Three Digital Trends Reshaping the Media Industry

Millenial man using his smart deviceIn this article, we will be looking at the key technological, ecosystem and consumer trends that are influencing digital innovation in the media industry today.

1. Demographics

As the world’s global middle class continues to grow (from 1.8 billion in 2009 to approximately 4.9 billion by 2030), demand for newer media services concentrating on education, convenience, video-on-demand and premium content will also grow, especially in developing economies. In the meantime, the rise of millennials (people born between 1981 and 1997) has created a massive demand for technology services providing memorable experiences, convenience and immediate access to content. Nevertheless, the global populous is aging, resulting in increased demand for health and wellness, education and entertainment services specially made for older folk. Lastly, urbanisation will play a role in the increased demand for media offerings as people’s busy schedules and commutes will have to be accounted for.

2. New Consumer Expectations and Behaviours

These demographic changes are having a drastic effect on what consumers want from media, the medium they consume it through and on their acumen and familiarity in traversing the digital landscape.

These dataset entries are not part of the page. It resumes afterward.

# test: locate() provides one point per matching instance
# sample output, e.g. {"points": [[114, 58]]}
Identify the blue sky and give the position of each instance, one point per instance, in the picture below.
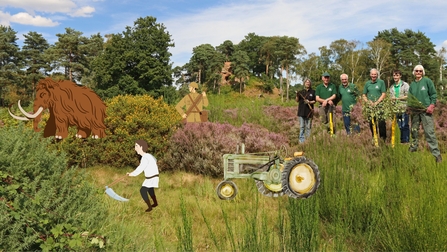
{"points": [[191, 23]]}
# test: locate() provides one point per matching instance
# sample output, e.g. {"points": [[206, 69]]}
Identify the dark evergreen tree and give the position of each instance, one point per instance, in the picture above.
{"points": [[136, 61], [10, 78], [37, 65]]}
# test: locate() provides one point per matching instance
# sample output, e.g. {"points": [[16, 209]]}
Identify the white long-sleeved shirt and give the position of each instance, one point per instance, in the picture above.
{"points": [[148, 164]]}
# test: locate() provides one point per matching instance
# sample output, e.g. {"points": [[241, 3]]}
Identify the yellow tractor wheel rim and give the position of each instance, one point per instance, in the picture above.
{"points": [[302, 179]]}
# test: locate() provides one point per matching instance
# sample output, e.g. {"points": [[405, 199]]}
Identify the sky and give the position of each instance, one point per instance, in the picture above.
{"points": [[191, 23]]}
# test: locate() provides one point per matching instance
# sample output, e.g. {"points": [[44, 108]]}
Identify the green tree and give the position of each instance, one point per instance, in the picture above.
{"points": [[93, 49], [239, 64], [309, 67], [136, 61], [252, 45], [10, 78], [226, 48], [379, 53], [70, 54], [409, 48], [37, 65], [267, 54], [201, 58], [288, 50]]}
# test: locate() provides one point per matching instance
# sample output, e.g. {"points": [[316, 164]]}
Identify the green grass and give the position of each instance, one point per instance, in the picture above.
{"points": [[370, 199]]}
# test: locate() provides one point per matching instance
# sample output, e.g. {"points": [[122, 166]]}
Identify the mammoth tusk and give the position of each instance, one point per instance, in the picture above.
{"points": [[30, 115], [17, 117]]}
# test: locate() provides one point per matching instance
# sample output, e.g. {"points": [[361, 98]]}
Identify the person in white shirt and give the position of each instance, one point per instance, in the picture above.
{"points": [[148, 165]]}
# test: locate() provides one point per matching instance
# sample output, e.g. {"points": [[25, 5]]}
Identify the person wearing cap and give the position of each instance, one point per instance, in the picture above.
{"points": [[325, 94], [399, 93], [423, 89], [373, 94], [348, 93], [191, 106], [306, 101]]}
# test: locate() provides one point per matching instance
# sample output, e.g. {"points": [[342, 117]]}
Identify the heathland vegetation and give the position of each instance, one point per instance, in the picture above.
{"points": [[370, 198]]}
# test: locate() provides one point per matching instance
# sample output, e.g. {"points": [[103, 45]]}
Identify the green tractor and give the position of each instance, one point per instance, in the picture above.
{"points": [[275, 176]]}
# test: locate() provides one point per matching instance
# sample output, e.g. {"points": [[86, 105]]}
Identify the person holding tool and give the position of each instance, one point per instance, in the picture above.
{"points": [[374, 93], [148, 165], [349, 94], [326, 93], [306, 100]]}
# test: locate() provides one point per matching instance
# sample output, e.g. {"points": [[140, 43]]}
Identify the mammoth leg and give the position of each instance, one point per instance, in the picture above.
{"points": [[98, 133], [83, 133], [62, 129], [50, 127]]}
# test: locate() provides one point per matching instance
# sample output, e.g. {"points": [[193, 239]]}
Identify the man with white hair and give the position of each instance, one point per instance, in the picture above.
{"points": [[348, 93], [423, 89], [373, 94]]}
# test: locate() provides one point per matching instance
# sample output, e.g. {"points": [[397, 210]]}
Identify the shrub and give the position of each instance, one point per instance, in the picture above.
{"points": [[45, 205], [198, 147]]}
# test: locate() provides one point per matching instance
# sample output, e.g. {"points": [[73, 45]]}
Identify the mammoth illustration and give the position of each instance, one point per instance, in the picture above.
{"points": [[69, 105]]}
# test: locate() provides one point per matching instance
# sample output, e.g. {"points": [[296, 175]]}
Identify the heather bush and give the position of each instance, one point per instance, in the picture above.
{"points": [[199, 147], [44, 204], [128, 118]]}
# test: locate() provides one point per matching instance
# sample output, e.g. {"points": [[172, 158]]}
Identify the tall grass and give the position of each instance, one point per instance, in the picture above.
{"points": [[370, 199]]}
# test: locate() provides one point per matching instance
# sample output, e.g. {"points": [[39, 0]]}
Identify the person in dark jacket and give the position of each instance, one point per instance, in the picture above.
{"points": [[306, 100]]}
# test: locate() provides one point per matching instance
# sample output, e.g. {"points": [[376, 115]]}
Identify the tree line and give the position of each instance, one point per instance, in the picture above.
{"points": [[137, 61]]}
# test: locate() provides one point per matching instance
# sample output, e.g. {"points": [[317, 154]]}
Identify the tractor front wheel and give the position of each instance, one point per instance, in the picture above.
{"points": [[300, 178], [226, 190]]}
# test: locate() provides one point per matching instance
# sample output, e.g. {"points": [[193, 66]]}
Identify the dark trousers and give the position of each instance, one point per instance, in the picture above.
{"points": [[402, 122], [144, 191], [382, 128]]}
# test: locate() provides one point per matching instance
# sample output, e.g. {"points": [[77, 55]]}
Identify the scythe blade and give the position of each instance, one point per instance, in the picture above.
{"points": [[113, 195]]}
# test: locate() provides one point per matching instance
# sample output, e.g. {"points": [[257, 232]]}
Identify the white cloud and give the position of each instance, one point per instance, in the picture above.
{"points": [[67, 7], [26, 19], [316, 23], [83, 12], [444, 44], [46, 6]]}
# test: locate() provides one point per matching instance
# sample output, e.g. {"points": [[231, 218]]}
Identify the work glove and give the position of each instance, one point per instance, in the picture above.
{"points": [[430, 109]]}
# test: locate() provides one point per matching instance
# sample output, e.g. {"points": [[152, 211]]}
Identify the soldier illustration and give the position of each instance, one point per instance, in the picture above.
{"points": [[193, 103]]}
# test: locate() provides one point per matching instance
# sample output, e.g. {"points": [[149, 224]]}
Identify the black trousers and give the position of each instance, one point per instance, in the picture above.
{"points": [[144, 191]]}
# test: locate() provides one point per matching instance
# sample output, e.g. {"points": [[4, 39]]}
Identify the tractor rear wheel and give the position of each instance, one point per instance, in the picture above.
{"points": [[300, 178], [226, 190]]}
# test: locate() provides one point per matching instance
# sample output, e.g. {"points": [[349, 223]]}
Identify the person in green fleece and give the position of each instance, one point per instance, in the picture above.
{"points": [[349, 94], [423, 89]]}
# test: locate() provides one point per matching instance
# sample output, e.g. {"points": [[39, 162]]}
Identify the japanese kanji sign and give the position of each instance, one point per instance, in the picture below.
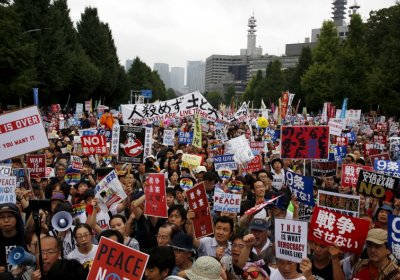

Changing consumer behaviours and expectations. Younger generations consume content from all over the world. Their expectations are built around instant satisfaction, particularly the ability to access information right away or streamline their experiences through mobile device management solutions. Furthermore, as the line between industries blur, consumers these days don’t judge their service experience against competitors in the same industry, but against the best services offered from other sectors.

Propaganda, advertising and editorial content. Consumers have become increasingly adept at identifying PR spin or marketing masquerading as editorial content. With a large number of Internet users turning to ad-blocking software, advertisers are changing strategies and looking to involve consumers via storytelling and delivering relevant information (brand utility).

Delightful experiences and content curation. Consumers value having somebody to curate content on their behalf, akin to what an editor would do with a conventional magazine. Native marketing platforms and clean mobile reading experiences are getting savvy and new audiences, improving user experience and enabling publishers to charge marketers a premium.

Trust, privacy and security. Consumers have become increasingly aware of how their daily lives are being converted into data that is analysed and monetised by third parties. Complicated and opaque privacy policies and bespoke algorithms may necessitate consumers to change to services that provide them with better data privacy and transparency.

3. Ecosystem challenges

As the media sector acclimatises to the ever-evolving habits of its client base, we have witnessed a variety of changes to the media landscape.

Startup disruptions. A ‘change the world’ attitude, technology accessibility and talent are enabling startups to blossom all around the world, creating lean models and new businesses. When this breed of the company scales, it capitalises on providing new services and increasing the quality of its content, applying competitive pressure on conventional media companies. These days, everyone is a content creator. A wide range of organisations and brands today assume the part of broadcasters as they compete for client attention (for example, Intel and Unilever through their collaboration with Vice Media).

Access to financial resources. Creative individuals are finding new methods to finance new products and services. Content creators are circumventing conventional media companies and turning their focus on innovative sources of funding like crowdfunding platforms. The revolution of the workplace. Digital transformation is sure to have a massive impact on employment, create demand for highly skilled digital tasks while making some jobs redundant. As the global workforce acclimatises to the digital economy, there will be a need for lifelong learning to keep up with the ever-changing technological world.

Regulatory uncertainty. Legal structures around intellectual property aren’t equipped to deal with a new generation of media consumers expecting immediate access to content from anywhere. Consequently, a lot of consumers are opting to circumvent traditional methods of accessing content (for instance, using VPN services to access US Netflix while in the UK).